Comparison of locomotor activity of zebrafish larvae exposed to pilocarpine (PILO) or pentylenetetrazole (PTZ). Larvae were incubated in medium containing PILO (50 mM) or PTZ (20 mM) for 5 min, and, afterwards, locomotor activity assay was conducted for 60 min at 1 min intervals: (A) representative track visualizations which show the manner and intensity of zebrafish larvae movement in the well area (red line); the analysis was conducted at 9–10 min trial, the time of highest activity of larvae exposed to PTZ. (B,a) Each point represents median value of distance traveled at 1 min intervals; (b) locomotion was presented as a linear trend—the equation y = mx + c and squared value R² are given in the graph; (c) total distance traveled in 60 min (data are presented as median values)—statistical analysis was performed using nonparametric ANOVA Kruskal–Wallis test, followed by Dunn’s Multiple Comparisons test (significance level was set at p < 0.05); (d) the pie charts show the fractions of larvae in quartiles: LM—larvae with low total mobility, M—larvae with moderate total mobility, HM—larvae with high total mobility; statistical analysis was performed using chi-square (χ²) statistics (significance level was set at p < 0.05, number of subjects N = 48/group).

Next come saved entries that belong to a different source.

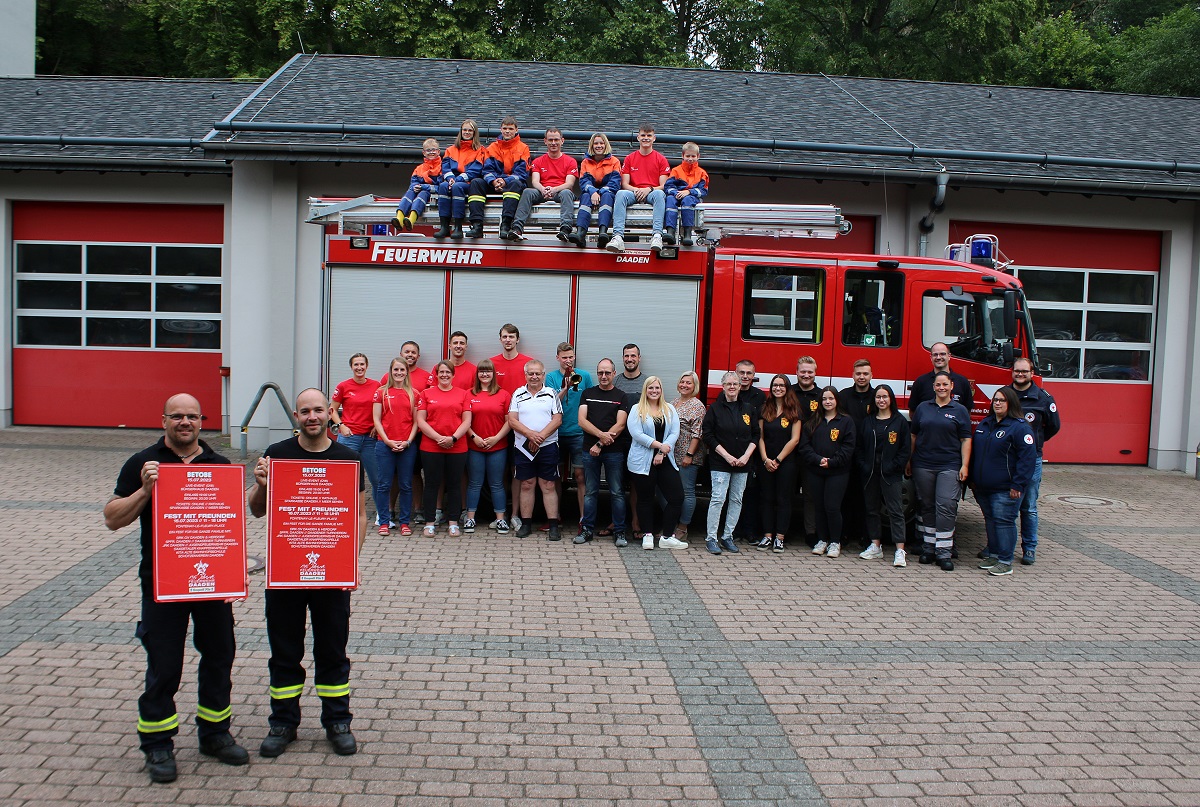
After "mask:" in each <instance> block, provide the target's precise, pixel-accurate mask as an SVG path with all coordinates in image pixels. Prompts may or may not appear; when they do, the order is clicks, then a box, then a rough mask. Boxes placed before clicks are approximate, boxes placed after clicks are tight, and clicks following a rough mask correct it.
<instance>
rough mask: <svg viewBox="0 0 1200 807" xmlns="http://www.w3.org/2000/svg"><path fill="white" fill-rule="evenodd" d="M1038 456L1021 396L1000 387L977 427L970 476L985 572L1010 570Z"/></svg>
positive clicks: (1007, 572)
mask: <svg viewBox="0 0 1200 807" xmlns="http://www.w3.org/2000/svg"><path fill="white" fill-rule="evenodd" d="M1037 459H1038V450H1037V448H1036V440H1034V437H1033V430H1032V429H1030V424H1027V423H1026V422H1025V412H1022V411H1021V401H1020V399H1019V397H1018V396H1016V391H1015V390H1014V389H1013V388H1012V387H1001V388H1000V389H997V390H996V394H995V395H992V396H991V414H989V416H988V417H986V418H984V420H983V422H982V423H980V424H979V425H978V426H976V431H974V436H973V438H972V447H971V476H970V478H968V482H970V483H971V489H972V490H973V491H974V497H976V501H977V502H979V509H980V510H982V512H983V522H984V528H985V530H986V531H988V549H986V554H988V557H985V558H984V560H983V562H982V563H979V568H980V569H988V574H991V575H996V576H1001V575H1006V574H1012V573H1013V552H1014V551H1015V549H1016V518H1018V515H1020V512H1021V496H1024V494H1025V490H1026V488H1028V485H1030V482H1031V480H1032V479H1033V468H1034V466H1036V464H1037Z"/></svg>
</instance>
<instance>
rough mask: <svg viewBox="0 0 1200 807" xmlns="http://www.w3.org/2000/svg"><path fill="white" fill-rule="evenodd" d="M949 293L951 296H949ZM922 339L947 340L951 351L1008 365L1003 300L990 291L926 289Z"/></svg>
mask: <svg viewBox="0 0 1200 807" xmlns="http://www.w3.org/2000/svg"><path fill="white" fill-rule="evenodd" d="M947 297H949V298H950V299H947ZM920 335H922V343H923V345H924V346H925V347H930V346H931V345H934V343H935V342H946V345H947V346H948V347H949V348H950V355H954V357H958V358H961V359H968V360H971V361H980V363H983V364H991V365H995V366H1007V365H1008V359H1007V358H1006V347H1007V348H1008V352H1009V353H1010V352H1012V347H1013V339H1012V336H1010V335H1007V334H1006V333H1004V300H1003V298H1001V297H994V295H989V294H971V293H966V294H962V293H948V292H925V295H924V297H923V298H922V325H920Z"/></svg>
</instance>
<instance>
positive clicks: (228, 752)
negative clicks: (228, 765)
mask: <svg viewBox="0 0 1200 807" xmlns="http://www.w3.org/2000/svg"><path fill="white" fill-rule="evenodd" d="M200 753H202V754H204V755H205V757H212V758H214V759H216V760H217V761H218V763H224V764H226V765H245V764H246V763H248V761H250V754H247V753H246V749H245V748H242V747H241V746H239V745H238V741H236V740H234V739H233V735H232V734H229V733H228V731H226V733H224V734H218V735H215V736H211V737H205V739H203V740H200Z"/></svg>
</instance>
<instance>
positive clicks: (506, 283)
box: [450, 271, 571, 370]
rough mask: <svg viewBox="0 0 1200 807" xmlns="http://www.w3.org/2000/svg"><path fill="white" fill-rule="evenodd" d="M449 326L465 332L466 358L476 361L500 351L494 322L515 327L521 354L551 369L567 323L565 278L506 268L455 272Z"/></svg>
mask: <svg viewBox="0 0 1200 807" xmlns="http://www.w3.org/2000/svg"><path fill="white" fill-rule="evenodd" d="M451 288H452V291H451V297H450V330H451V331H455V330H461V331H463V333H464V334H467V340H468V342H467V358H468V359H469V360H470V361H474V363H476V364H478V363H479V361H480V360H481V359H487V358H491V357H493V355H496V354H497V353H499V352H500V337H499V334H500V325H503V324H504V323H506V322H511V323H512V324H515V325H516V327H517V329H520V331H521V342H520V345H517V349H520V351H521V352H522V353H524V354H526V355H532V357H534V358H536V359H541V360H542V361H545V363H546V365H547V369H548V370H557V369H558V363H557V361H554V355H556V353H557V349H558V343H559V342H562V341H564V340H565V339H566V337H568V334H569V331H568V329H569V327H570V303H571V279H570V277H568V276H565V275H546V274H541V273H538V274H517V273H509V271H456V273H455V274H454V281H452V285H451Z"/></svg>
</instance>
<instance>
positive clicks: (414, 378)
mask: <svg viewBox="0 0 1200 807" xmlns="http://www.w3.org/2000/svg"><path fill="white" fill-rule="evenodd" d="M386 383H388V376H384V377H383V378H380V379H379V385H380V387H383V385H384V384H386ZM436 384H437V382H436V381H434V379H433V373H432V372H430V371H428V370H421V369H420V367H410V369H409V370H408V385H409V387H412V388H413V389H414V390H415V391H416V393H418V394H420V393H421V390H424V389H426V388H428V387H433V385H436Z"/></svg>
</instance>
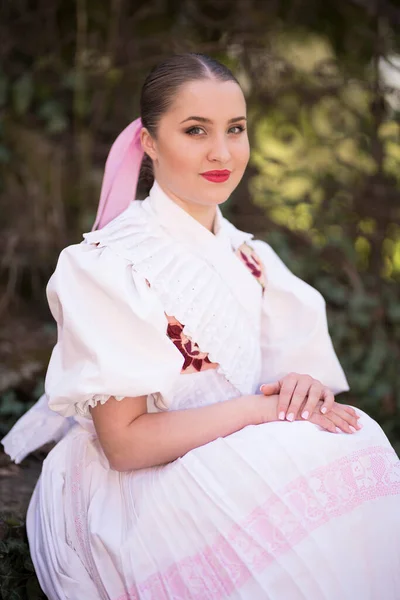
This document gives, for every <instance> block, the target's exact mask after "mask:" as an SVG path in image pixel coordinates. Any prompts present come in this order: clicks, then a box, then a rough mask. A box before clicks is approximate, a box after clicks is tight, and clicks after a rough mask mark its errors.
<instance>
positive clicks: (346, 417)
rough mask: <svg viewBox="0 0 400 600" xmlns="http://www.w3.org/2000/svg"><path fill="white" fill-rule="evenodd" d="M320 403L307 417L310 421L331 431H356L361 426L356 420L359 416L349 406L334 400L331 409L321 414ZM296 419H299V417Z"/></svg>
mask: <svg viewBox="0 0 400 600" xmlns="http://www.w3.org/2000/svg"><path fill="white" fill-rule="evenodd" d="M322 405H323V403H322V402H321V401H320V402H319V405H317V407H316V409H315V411H314V412H313V413H312V414H311V416H310V419H309V420H310V422H311V423H314V424H315V425H319V426H320V427H322V428H323V429H326V430H327V431H330V432H331V433H341V432H344V433H356V431H358V430H360V429H361V428H362V425H361V424H360V423H359V422H358V419H359V418H360V416H359V415H357V413H356V411H355V410H354V408H352V407H351V406H346V405H344V404H338V403H337V402H334V403H333V406H332V408H331V410H329V411H328V412H327V413H325V415H323V414H321V412H320V407H321V406H322ZM298 420H299V421H301V419H298Z"/></svg>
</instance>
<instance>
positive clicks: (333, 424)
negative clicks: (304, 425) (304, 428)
mask: <svg viewBox="0 0 400 600" xmlns="http://www.w3.org/2000/svg"><path fill="white" fill-rule="evenodd" d="M309 420H310V422H311V423H314V424H315V425H319V427H322V429H325V430H326V431H330V432H331V433H337V430H336V425H335V424H334V423H332V421H331V420H330V419H328V418H327V417H325V416H324V415H321V414H318V413H316V412H315V413H312V414H311V415H310V419H309Z"/></svg>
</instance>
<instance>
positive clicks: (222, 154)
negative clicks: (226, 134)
mask: <svg viewBox="0 0 400 600" xmlns="http://www.w3.org/2000/svg"><path fill="white" fill-rule="evenodd" d="M230 158H231V152H230V150H229V145H228V140H227V138H226V136H225V135H219V136H216V137H214V138H213V139H212V142H211V146H210V149H209V152H208V159H209V160H210V161H212V162H219V163H221V164H226V163H227V162H228V160H229V159H230Z"/></svg>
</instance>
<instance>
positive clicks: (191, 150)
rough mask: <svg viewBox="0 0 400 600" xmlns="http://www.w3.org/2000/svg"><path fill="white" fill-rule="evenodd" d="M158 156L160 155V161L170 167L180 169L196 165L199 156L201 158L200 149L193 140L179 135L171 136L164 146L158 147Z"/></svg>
mask: <svg viewBox="0 0 400 600" xmlns="http://www.w3.org/2000/svg"><path fill="white" fill-rule="evenodd" d="M160 156H161V157H162V163H161V162H160V164H163V165H164V166H167V167H168V168H170V169H174V170H175V169H182V168H183V167H186V168H187V169H189V168H190V166H192V165H193V166H196V167H197V166H198V162H199V158H200V159H201V150H200V148H199V147H196V144H194V143H193V140H187V141H186V139H185V138H183V139H182V137H181V136H179V137H178V138H175V139H174V136H172V137H171V139H170V140H169V142H168V144H166V145H165V146H164V147H160Z"/></svg>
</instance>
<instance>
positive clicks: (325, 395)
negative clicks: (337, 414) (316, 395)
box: [321, 388, 335, 415]
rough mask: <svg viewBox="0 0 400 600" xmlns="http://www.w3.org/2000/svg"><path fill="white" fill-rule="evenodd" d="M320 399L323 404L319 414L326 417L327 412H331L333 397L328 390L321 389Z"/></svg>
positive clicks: (333, 396)
mask: <svg viewBox="0 0 400 600" xmlns="http://www.w3.org/2000/svg"><path fill="white" fill-rule="evenodd" d="M322 399H323V403H322V406H321V412H322V414H323V415H326V413H327V412H328V410H331V408H332V406H333V403H334V402H335V396H334V395H333V393H332V392H331V390H330V389H329V388H323V392H322Z"/></svg>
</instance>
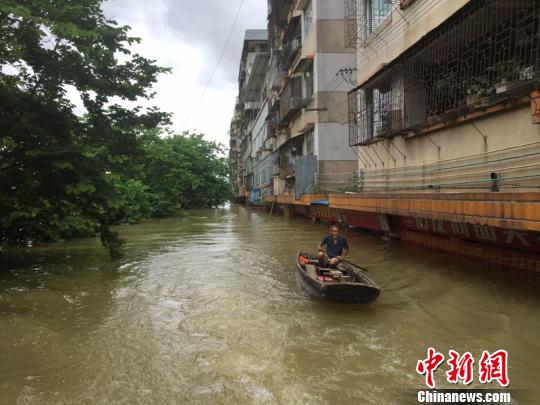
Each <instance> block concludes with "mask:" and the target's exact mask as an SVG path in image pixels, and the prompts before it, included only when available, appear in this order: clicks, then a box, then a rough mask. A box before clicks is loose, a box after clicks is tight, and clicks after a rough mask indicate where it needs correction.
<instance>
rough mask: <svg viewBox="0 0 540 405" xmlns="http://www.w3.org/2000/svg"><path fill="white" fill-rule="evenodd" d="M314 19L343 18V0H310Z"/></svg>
mask: <svg viewBox="0 0 540 405" xmlns="http://www.w3.org/2000/svg"><path fill="white" fill-rule="evenodd" d="M311 1H313V12H314V17H315V19H316V20H343V19H344V18H345V1H344V0H311Z"/></svg>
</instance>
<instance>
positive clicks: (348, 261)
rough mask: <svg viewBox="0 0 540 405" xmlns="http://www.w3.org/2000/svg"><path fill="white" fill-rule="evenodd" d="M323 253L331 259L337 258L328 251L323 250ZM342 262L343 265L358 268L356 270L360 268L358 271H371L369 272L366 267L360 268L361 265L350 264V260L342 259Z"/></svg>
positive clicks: (351, 263)
mask: <svg viewBox="0 0 540 405" xmlns="http://www.w3.org/2000/svg"><path fill="white" fill-rule="evenodd" d="M323 252H324V253H326V254H327V255H328V256H330V258H332V257H337V256H334V255H332V254H330V253H328V252H327V251H326V250H323ZM341 261H342V262H343V263H347V264H348V265H350V266H353V267H356V268H358V269H360V270H364V271H369V270H368V269H366V268H365V267H362V266H359V265H357V264H354V263H352V262H350V261H348V260H345V259H341Z"/></svg>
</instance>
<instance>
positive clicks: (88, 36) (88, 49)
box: [0, 0, 168, 253]
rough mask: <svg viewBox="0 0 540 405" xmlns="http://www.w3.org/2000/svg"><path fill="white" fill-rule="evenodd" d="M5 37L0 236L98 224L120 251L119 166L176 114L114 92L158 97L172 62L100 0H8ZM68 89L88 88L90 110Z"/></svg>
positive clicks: (135, 185)
mask: <svg viewBox="0 0 540 405" xmlns="http://www.w3.org/2000/svg"><path fill="white" fill-rule="evenodd" d="M0 38H2V41H0V68H1V71H0V241H3V242H14V243H26V242H28V241H41V240H55V239H58V238H59V237H70V236H77V235H86V234H89V233H92V232H95V231H98V232H99V233H100V236H101V239H102V241H103V243H104V245H105V246H107V247H109V248H110V249H111V252H112V253H117V250H118V247H119V241H118V235H117V234H116V233H115V232H112V231H111V230H110V225H111V224H112V223H113V222H114V221H115V216H116V215H118V189H119V188H118V187H117V186H118V182H119V181H120V182H121V181H122V180H121V179H119V178H111V176H113V175H114V173H128V172H129V171H130V170H132V169H131V168H130V166H131V165H132V164H134V163H133V162H137V157H141V156H144V154H145V149H144V145H143V144H142V143H141V142H140V140H139V138H140V137H141V136H143V134H145V133H146V131H147V130H149V129H155V128H158V127H160V126H161V125H162V124H165V123H166V122H167V120H168V116H167V115H166V114H164V113H161V112H159V111H158V110H157V109H148V110H143V109H142V108H130V109H128V108H126V107H123V106H120V105H118V104H112V101H114V100H127V101H133V102H135V101H136V100H138V99H139V98H151V97H152V95H153V94H152V93H151V86H152V84H153V83H155V81H156V79H157V76H158V75H159V74H160V73H163V72H166V71H167V69H164V68H161V67H158V66H156V65H155V62H154V61H151V60H148V59H146V58H144V57H142V56H140V55H137V54H132V53H131V52H130V50H129V47H130V45H132V44H133V43H135V42H138V41H139V40H138V39H137V38H134V37H131V36H129V35H128V27H127V26H119V25H118V24H117V23H116V22H115V21H112V20H108V19H106V18H105V16H104V15H103V13H102V10H101V1H100V0H79V1H76V2H73V1H68V0H30V1H10V0H1V1H0ZM68 93H75V94H79V95H80V97H81V100H82V104H83V106H84V109H85V114H84V117H83V118H81V117H79V116H77V115H76V114H75V113H74V106H73V105H72V103H71V101H70V98H69V97H68ZM133 170H134V169H133ZM124 185H125V186H126V187H128V188H129V187H131V188H133V187H136V188H137V187H138V188H139V189H140V188H141V187H143V186H142V185H140V184H133V183H131V184H128V183H125V184H124ZM120 188H121V187H120ZM139 191H140V192H142V190H139Z"/></svg>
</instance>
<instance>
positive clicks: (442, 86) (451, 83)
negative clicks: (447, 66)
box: [433, 72, 458, 117]
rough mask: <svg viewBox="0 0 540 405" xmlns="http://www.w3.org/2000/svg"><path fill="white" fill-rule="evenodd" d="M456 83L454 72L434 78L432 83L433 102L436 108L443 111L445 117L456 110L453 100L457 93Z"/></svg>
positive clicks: (455, 96)
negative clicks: (433, 97) (445, 75)
mask: <svg viewBox="0 0 540 405" xmlns="http://www.w3.org/2000/svg"><path fill="white" fill-rule="evenodd" d="M457 83H458V82H457V80H456V78H455V74H454V73H453V72H450V73H449V74H447V75H446V76H443V77H441V78H440V79H438V80H436V81H435V83H434V84H433V90H434V94H435V104H436V106H437V109H438V110H442V111H444V114H443V115H444V116H445V117H450V116H452V115H454V113H455V112H456V111H457V110H456V106H455V102H454V101H455V97H456V93H457Z"/></svg>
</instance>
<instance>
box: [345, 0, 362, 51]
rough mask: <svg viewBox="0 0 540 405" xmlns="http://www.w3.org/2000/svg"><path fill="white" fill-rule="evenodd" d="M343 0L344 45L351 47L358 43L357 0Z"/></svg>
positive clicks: (357, 8) (357, 14) (357, 7)
mask: <svg viewBox="0 0 540 405" xmlns="http://www.w3.org/2000/svg"><path fill="white" fill-rule="evenodd" d="M344 1H345V45H346V46H348V47H351V48H354V47H356V45H357V44H358V17H359V16H358V1H359V0H344Z"/></svg>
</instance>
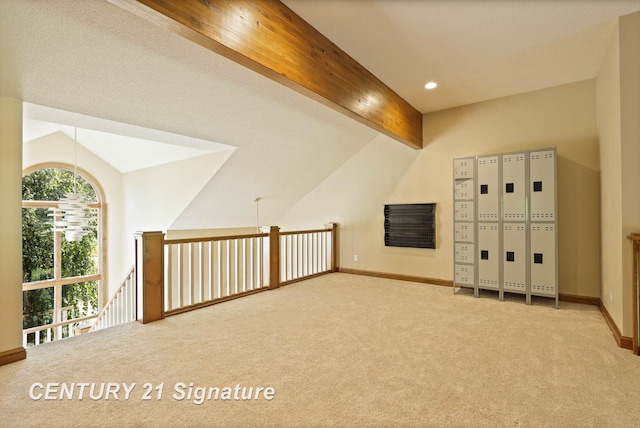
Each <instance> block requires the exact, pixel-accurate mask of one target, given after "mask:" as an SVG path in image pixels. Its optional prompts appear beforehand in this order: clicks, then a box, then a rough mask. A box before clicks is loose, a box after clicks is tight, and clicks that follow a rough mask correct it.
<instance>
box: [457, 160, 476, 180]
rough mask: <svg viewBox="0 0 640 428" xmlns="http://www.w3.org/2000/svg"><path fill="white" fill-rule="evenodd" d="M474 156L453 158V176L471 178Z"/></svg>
mask: <svg viewBox="0 0 640 428" xmlns="http://www.w3.org/2000/svg"><path fill="white" fill-rule="evenodd" d="M474 163H475V159H474V158H466V159H454V160H453V178H454V179H459V178H473V165H474Z"/></svg>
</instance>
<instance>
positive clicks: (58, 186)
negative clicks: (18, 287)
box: [22, 168, 101, 344]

Histological changes in the brain of zebrafish larvae exposed to pilocarpine (PILO). (A) Brain morphology under hematoxylin and eosin (H&E) staining—larvae were incubated in medium containing PILO (30 or 50 mM) for 2 h. Next, larvae were thoroughly washed out × 5 times and incubated in fresh medium for subsequent 22 h. Afterwards, larvae were cooled down and fixed in 10% buffered formalin for 24 h at room temperature and processed for further analysis. DT, dorsal thalamus; H, hypothalamus; MO, medulla oblongata; PT, posterior tuberculum; T, midbrain tegmentum; TeO, tectum opticum; T/MO, midbrain tegmentum/medulla oblongata boundary. (B) Apoptosis evaluated by means of TUNEL staining. Larvae were incubated in medium containing PILO (30 or 50 mM) for 2 h. Next, larvae were thoroughly washed out × 5 times and incubated in fresh medium for subsequent 22 h. Afterwards, larvae were cooled down and fixed in 10% buffered formalin for 24 h at room temperature and processed for further analysis: (a–c) TUNEL staining, arrows indicate representative TUNEL-positive cells marked as dark brown; (d) a negative control was performed without active TdTenzyme; (e) the percentage of apoptotic cells over the total cell number per section per larva—the data are presented as the means ± standard deviations (SDs) (N = 5/group)—a one-way ANOVA test, followed by Dunnett’s multiple comparison analysis, were used for statistical evaluation (the significance was set at p < 0.05). (C) mRNA expression of npsa4a (marker of neuronal activity), casp3a and casp3b (markers of apoptosis). Larvae were incubated in medium containing PILO (50 mM) for 2 h. Next, larvae were thoroughly washed out × 5 times and incubated in fresh medium for subsequent 22 h. Next, samples were collected (n = 6 per group, N = 25 larvae per sample).